While the West struggles with expanding its existing aviation infrastructure, the construction of new airports is proceeding at breakneck speed across the developing world. Future Airport examines whether the building work marks a sea change in how and where we fly, or if it’s just a flash in the pan.
On 11 June, Beijing Capital International Airport announced that it would be renovating one of its runways. This particular strip of asphalt had, after all, not seen any systematic repairs since 1996. The catch was that since the runway would be out of service for some time, a number of flights would have to be diverted or cancelled – around 200 of them.

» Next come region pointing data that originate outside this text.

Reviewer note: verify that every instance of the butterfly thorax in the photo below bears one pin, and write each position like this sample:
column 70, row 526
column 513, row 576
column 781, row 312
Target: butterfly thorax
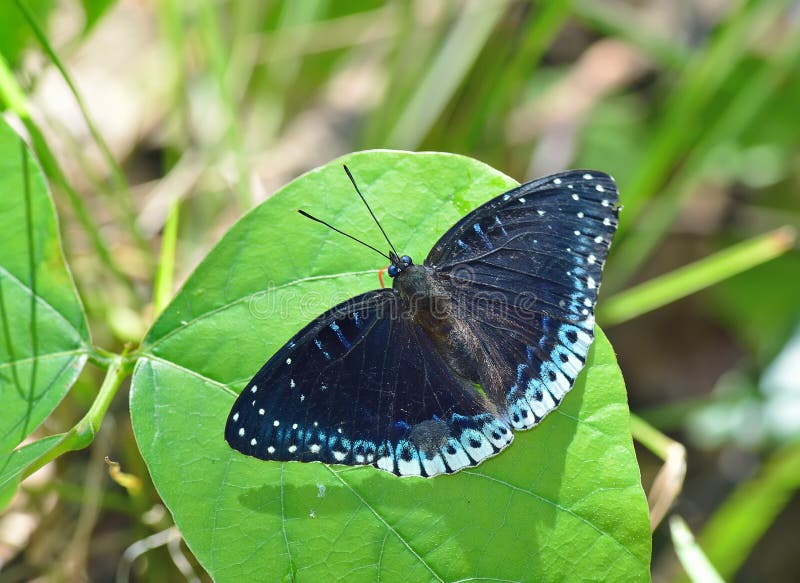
column 428, row 304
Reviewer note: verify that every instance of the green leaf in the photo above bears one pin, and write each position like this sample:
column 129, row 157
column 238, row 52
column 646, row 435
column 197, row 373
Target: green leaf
column 44, row 340
column 564, row 499
column 14, row 464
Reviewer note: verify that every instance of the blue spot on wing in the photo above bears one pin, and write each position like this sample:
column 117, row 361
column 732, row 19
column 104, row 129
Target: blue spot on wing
column 322, row 350
column 335, row 327
column 483, row 236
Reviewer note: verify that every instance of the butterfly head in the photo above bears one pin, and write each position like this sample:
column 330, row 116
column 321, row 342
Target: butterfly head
column 399, row 264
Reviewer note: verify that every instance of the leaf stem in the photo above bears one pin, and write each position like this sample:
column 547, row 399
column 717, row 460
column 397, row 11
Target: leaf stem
column 669, row 480
column 165, row 272
column 82, row 434
column 691, row 556
column 687, row 280
column 118, row 180
column 14, row 98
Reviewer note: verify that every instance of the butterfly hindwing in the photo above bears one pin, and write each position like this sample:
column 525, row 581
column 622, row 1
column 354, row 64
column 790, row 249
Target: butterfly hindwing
column 524, row 270
column 363, row 385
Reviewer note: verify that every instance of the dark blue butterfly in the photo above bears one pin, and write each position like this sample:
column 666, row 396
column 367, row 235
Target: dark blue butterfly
column 432, row 376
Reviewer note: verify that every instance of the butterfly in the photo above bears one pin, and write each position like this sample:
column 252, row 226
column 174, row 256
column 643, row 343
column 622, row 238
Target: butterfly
column 484, row 337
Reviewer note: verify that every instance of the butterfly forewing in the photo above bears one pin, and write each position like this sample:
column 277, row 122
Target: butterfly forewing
column 362, row 384
column 524, row 270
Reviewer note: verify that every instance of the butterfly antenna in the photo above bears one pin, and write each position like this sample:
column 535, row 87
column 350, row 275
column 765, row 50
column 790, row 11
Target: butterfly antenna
column 364, row 200
column 313, row 218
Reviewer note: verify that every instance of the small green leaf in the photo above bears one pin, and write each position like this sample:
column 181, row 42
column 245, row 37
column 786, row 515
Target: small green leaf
column 564, row 500
column 14, row 464
column 44, row 340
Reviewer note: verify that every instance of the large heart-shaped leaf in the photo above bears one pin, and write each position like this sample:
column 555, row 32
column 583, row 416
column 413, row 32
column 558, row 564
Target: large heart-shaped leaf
column 44, row 339
column 564, row 500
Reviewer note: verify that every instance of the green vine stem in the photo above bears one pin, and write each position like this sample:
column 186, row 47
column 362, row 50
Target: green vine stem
column 83, row 433
column 669, row 480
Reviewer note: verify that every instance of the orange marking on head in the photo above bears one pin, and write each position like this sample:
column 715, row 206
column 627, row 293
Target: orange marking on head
column 380, row 278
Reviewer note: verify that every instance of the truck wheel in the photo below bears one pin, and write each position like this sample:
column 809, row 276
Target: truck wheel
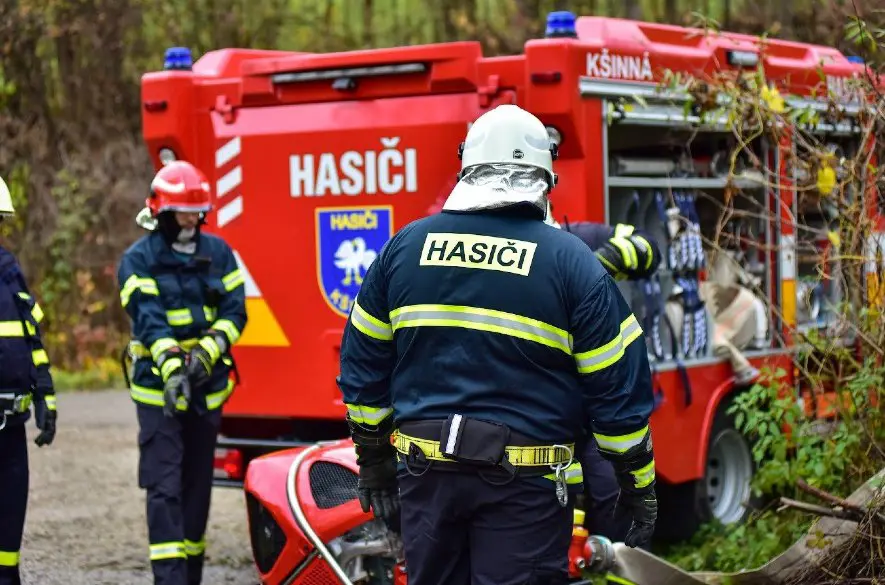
column 724, row 494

These numbers make the concerns over the recommendation for a third runway at London Heathrow seem pedestrian – until you consider that construction work for new airports is under way across the developing world. With analysts at Airbus and Boeing predicting that air traffic will double within the next 15 years, the race is now on among emerging markets to transform their portfolio of national airports into global hubs.
Most of this growth can be seen in China, with 30 additional inland airports planned and another 60 undergoing expansion or comprehensive repair work. As Chinese tourists venture in greater numbers on trips at home and abroad, pressure has grown on the country’s 200 airports to service an increasing demand among its travellers to be able to conveniently reach the destination of their choice. Most investment in airports is therefore designed to curb the pressures of overcapacity afflicting many of China’s existing hubs. After years of neglect and comparative isolation from the rest of the world, inland hubs like Chongqing and Mangshi are finally defining themselves as termini for the world’s great flight paths.
Beyond China, emerging markets are now looking toward aviation as a diversifying influence in economies previously defined by stagnant growth. To that end, hubs with state-of-the-art facilities anticipating annual capacity of hundreds of millions as the new normal are currently being built in Istanbul, Cairo and Delhi. Part economic investment and part exercise in national prestige, these airports predicate a generational shift of air traffic eastwards from its previous centre in Europe and North America.
The UAE’s ‘World Central Airport’ exemplifies this attitude. With capacity that exceeds that of London’s five constellation airports combined, Abu Dhabi is gambling that its natural advantage in being located between Asia and Europe will allow the economy to diversify from the benefits of becoming a global destination as well as a thoroughfare. Amid stiff aviation competition from neighbours like Qatar and Bahrain, it appears a bold investment – a boldness that, for the moment, Western governments seemingly lack.